FDA awards Yale medical school $3M for health equity work using EHRs

The FDA's Office of Minority Health and Health Equity awarded a $3 million contract to the New Haven, Conn.-based Yale School of Medicine to study and enhance health equity in clinical trials using ambassadors and EHR data.

Four things to know:

  1. The study will focus on understanding contributing factors to mortality in minority populations, according to an Oct. 27 news release. It will use real-time COVID-19 data and EHRs to promote clinical trial data, integrate social determinants of health information at the community level, and understand how to communicate culturally appropriate COVID-19 research and awareness.

  2. Yale patients who may benefit from enrolling in a clinical trial, based on health data in their EHR, will be informed by their healthcare providers.

  3. The project is part of a memorandum of understanding the two organizations signed in April 2018 that helped advance the Yale Cultural Ambassadors Program. The medical school will continue to use ambassadors from the community to engage with the community, enhance trust and increase participation in clinical trials.

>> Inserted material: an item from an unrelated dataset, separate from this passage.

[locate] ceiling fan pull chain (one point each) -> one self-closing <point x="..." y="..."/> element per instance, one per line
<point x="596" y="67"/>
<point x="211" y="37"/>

For example, the medical school utilizes ambassadors from AME Zion Church, among the nation's oldest African American churches, to serve as expert resources and advise Yale researchers on how to best engage the community and raise awareness.

  4. "Participation by diverse communities is vital to ensuring that people who will ultimately use the medical products are included in the clinical trial to better understand how they will respond to the medical product," said Richardae Araojo, associate commissioner for minority health at the FDA. "Funding this study is another step toward achieving these goals by deepening our stakeholder engagement to help meet the needs of our communities."